Agenda 2030 promotes the New Urban Agenda4, extending the concepts of sustainable cities to local governance, tax justice, and public procurement; transparent, incorrupt, and environmentally and socially accountable.

Consensus also recognises that in the years 2025-2030, the Global Carbon Budget5 will be spent and the ‘tipping point’ – the point beyond which the severity of climate change impact expands exponentially – will be reached.

Presented on the side of UNFCCC6 COP21 in Paris in 2015 was the assessment of which countries were offering their ‘fair share’ of greenhouse gas emissions reductions. Russia provided zero contribution towards its fair share, Japan about 10%, the United States just under 20%, and the European Union just over 20%. Conversely, the majority of developing countries pledged reductions that meet or exceed their fair share. There is a clear lack of commitment by those nations that have already reaped the benefits of development.

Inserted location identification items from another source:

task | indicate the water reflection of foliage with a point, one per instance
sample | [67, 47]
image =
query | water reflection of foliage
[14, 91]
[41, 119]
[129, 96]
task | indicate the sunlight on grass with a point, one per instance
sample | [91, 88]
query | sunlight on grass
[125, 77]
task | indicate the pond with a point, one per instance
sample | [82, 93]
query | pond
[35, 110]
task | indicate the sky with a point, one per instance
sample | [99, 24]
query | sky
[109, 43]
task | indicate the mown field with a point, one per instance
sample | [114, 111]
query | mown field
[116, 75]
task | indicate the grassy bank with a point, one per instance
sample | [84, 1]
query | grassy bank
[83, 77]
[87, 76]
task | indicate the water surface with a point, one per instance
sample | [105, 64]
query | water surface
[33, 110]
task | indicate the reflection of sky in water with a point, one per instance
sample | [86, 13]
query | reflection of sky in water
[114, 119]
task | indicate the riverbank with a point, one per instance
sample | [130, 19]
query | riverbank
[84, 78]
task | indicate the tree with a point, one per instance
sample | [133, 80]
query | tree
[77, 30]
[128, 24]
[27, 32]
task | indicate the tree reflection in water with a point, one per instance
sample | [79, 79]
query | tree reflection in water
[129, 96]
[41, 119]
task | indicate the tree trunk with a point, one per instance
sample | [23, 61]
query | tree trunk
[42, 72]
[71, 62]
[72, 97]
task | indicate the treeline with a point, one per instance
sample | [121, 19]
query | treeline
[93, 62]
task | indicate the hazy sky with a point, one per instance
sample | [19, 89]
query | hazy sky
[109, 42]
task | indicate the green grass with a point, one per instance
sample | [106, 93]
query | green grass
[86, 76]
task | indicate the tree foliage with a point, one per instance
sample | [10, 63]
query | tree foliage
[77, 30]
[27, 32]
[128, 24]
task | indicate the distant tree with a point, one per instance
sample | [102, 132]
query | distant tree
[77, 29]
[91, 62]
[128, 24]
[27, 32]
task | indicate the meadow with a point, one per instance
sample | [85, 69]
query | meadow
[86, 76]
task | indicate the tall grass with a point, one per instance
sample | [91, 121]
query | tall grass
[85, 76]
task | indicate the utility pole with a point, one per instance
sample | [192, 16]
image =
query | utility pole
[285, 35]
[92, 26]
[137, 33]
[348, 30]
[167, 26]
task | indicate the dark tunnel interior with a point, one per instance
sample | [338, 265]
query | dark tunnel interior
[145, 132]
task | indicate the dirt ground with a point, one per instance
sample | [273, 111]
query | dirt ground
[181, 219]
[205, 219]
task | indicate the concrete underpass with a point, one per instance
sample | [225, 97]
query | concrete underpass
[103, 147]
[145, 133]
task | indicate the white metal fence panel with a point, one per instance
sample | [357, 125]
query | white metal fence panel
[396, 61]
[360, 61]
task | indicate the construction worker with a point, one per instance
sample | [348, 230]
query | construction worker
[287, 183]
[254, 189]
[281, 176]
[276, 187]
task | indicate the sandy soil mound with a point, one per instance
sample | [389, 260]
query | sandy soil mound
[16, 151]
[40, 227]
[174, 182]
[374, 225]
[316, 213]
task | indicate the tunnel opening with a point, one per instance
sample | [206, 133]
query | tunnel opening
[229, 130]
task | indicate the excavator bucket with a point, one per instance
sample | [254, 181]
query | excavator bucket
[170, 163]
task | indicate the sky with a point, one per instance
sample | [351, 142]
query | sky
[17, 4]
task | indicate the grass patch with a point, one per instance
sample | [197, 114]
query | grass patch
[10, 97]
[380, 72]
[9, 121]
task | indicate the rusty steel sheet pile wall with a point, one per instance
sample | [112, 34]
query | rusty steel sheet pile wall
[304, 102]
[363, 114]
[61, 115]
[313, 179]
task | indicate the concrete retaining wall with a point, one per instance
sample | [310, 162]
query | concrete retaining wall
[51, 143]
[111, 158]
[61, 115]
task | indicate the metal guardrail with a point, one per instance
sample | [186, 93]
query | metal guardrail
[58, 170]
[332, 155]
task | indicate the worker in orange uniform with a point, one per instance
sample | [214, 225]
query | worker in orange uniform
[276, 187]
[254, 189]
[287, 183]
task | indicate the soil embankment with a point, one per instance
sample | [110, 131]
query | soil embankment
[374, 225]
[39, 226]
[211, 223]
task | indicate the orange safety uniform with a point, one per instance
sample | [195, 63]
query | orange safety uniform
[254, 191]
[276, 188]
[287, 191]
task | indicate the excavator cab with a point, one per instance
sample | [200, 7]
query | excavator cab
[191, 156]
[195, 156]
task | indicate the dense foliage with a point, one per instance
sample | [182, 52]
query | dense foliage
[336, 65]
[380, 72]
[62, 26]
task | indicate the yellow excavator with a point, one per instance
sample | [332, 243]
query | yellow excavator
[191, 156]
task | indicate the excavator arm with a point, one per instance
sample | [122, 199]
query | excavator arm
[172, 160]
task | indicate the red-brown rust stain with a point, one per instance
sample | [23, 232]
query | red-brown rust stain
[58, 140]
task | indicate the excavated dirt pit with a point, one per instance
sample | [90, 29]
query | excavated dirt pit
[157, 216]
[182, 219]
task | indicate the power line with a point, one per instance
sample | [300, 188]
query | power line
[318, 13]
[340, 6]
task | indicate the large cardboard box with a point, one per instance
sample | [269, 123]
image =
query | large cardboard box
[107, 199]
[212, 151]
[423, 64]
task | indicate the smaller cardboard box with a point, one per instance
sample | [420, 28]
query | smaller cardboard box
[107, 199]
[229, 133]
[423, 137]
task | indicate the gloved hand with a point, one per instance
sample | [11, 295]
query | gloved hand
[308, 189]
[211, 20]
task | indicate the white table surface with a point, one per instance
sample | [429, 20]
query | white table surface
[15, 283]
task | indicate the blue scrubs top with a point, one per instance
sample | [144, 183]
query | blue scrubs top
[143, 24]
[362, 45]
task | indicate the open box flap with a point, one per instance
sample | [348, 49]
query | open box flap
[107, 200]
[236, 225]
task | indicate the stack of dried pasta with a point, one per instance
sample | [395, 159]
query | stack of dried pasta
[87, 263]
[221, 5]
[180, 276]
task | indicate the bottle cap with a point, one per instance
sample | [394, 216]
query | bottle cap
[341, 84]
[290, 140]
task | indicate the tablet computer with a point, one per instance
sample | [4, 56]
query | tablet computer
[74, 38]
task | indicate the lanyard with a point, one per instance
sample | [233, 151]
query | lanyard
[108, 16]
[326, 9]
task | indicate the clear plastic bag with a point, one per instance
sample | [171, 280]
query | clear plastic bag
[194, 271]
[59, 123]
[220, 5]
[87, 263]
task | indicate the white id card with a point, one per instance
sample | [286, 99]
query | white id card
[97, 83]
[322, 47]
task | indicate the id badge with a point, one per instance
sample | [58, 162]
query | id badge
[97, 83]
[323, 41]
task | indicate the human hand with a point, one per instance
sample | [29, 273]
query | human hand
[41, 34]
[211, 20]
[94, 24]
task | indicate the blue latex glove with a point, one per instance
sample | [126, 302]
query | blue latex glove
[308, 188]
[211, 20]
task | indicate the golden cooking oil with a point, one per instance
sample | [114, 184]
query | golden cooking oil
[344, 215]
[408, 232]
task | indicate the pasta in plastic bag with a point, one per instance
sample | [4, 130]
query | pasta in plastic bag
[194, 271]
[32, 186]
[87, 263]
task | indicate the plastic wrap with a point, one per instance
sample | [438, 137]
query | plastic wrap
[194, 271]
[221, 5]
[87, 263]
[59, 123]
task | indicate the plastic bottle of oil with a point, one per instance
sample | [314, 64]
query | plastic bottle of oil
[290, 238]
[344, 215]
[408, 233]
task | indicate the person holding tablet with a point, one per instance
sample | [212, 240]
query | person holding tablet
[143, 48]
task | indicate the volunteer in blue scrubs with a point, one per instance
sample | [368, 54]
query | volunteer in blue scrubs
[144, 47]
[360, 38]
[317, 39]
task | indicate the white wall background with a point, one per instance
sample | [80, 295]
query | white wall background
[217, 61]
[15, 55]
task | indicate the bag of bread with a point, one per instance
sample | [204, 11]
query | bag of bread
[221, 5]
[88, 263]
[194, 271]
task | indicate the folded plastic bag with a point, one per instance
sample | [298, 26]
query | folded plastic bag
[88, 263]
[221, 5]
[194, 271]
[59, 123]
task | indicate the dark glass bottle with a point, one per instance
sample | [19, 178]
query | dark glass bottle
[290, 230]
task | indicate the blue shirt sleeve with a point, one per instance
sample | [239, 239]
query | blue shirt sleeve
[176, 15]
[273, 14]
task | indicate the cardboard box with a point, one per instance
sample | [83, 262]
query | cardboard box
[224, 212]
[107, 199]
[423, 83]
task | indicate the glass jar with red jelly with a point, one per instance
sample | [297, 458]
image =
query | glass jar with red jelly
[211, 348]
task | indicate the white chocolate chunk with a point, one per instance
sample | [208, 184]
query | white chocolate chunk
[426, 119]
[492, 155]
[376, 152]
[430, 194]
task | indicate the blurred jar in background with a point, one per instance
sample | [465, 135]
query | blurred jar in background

Whether our great grandchildren will consider the Agenda 2030 SDGs the new start we achieved or the last chance we failed to take is not for us to decide. The biggest determinant is political will. Money is no longer an issue. As the BSDC concludes, “company leaders will never have a better moment in which to align their business objectives with creating a better world.”

The SDGs must become the focus of global economic policy, the focus that opens market opportunities and creates a world that is both sustainable and inclusive. Then, and only then, will the Earth, its public and private enterprises, and every one of us reap the rewards.